Central Bank of Kenya data showed that the government paid out Sh24.8 billion almost half of the liquidity in the market while Sh13 billion worth of Treasury Bills were redeemed.
Mr Rotich said structural adjustments, a review of the budget and tightening screws at the Kenya Revenue Authority (KRA), will get 2016 off on the right path.
He said the government had instituted measures to increase revenue by the taxman.
“We have put in specific measures to improve our revenue receipts and have discussed with KRA to put in measures to seal leakages to ensure targets are back to normal,” Mr Rotich said on Wednesday.
Mr Rotich said the government had put in the legal framework by enacting the Excise Duty Act 20-15 and the Tax procedures Act to improve revenue collection this month.

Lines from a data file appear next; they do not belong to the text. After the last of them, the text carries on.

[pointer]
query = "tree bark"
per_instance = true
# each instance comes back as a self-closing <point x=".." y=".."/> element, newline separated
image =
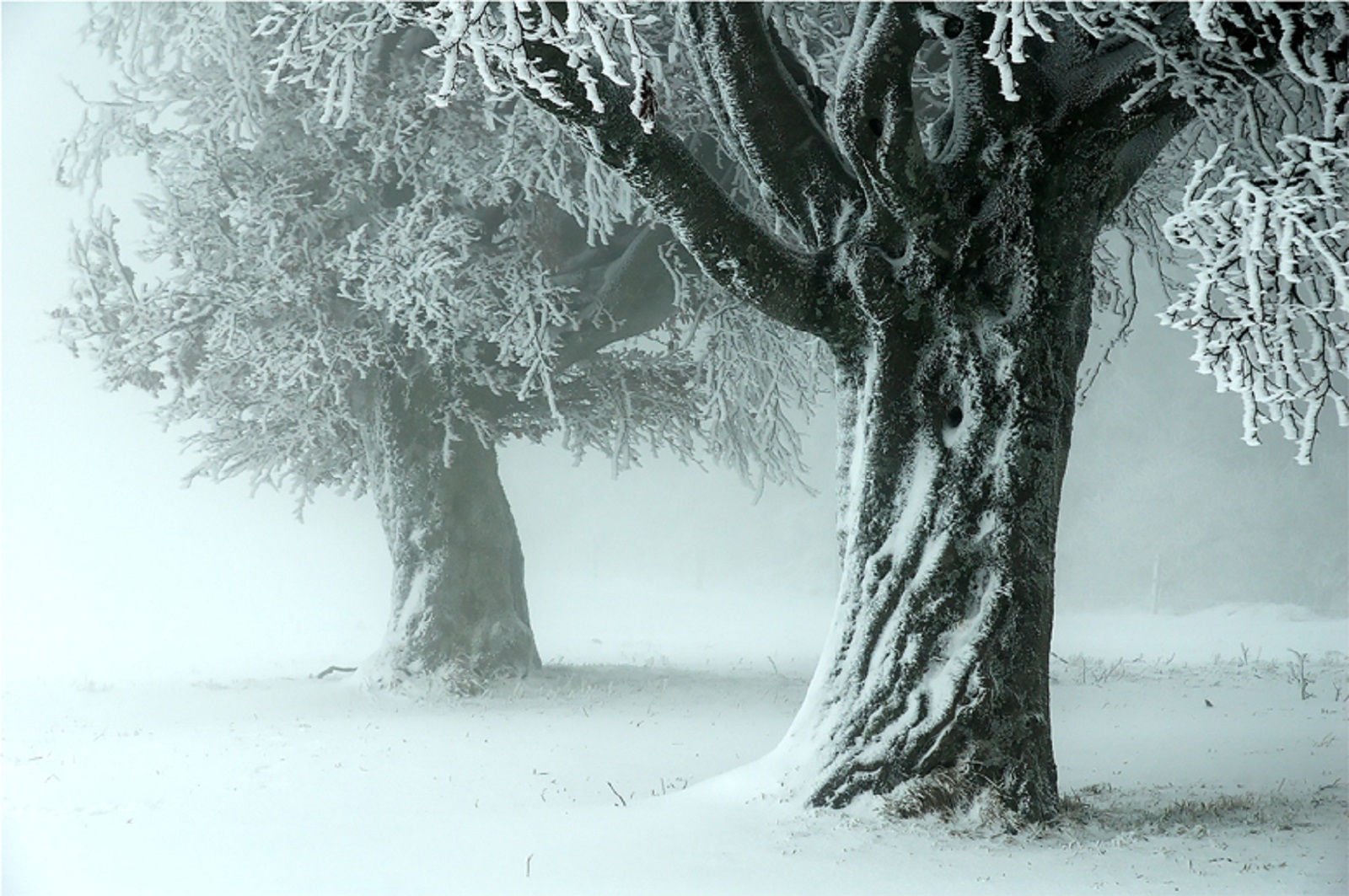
<point x="459" y="610"/>
<point x="950" y="271"/>
<point x="955" y="424"/>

The government also introduced new import rules requiring traders to obtain certificates of conformity (COCs) for all cargo, saying the regulations had not been passed by Parliament as required by law.
The COC is a document that an importer obtains after goods are inspected and certified to be of required standards. The Kenya Bureau of Standards (Kebs) has appointed agents to carry out the exercise at the source of goods.
The standards agency, in collaboration with the KRA started implementing the rule December 1.
FREIGHT SERVICES
Mr Rotich said a container freight services system to implement the Mombasa Single Customs Terminal would be in place this year.
KRA will install a new customs software early 2016 to replace the faulty Simba system with assistance from Trademark East Africa (TMEA) in the first quarter of 2016.
KRA has been working with TMEA to replace the current system with a Sh1 billion ($10 million) upgrade.
“This gives us an all revenue collection point at the port through and establish a unified warehousing regime to avoid diversion and dumping of goods,” the CS said.
Mr Rotich said the government will also be able to collect billions of shillings once an Income Tax tribunal comes into place in 2016.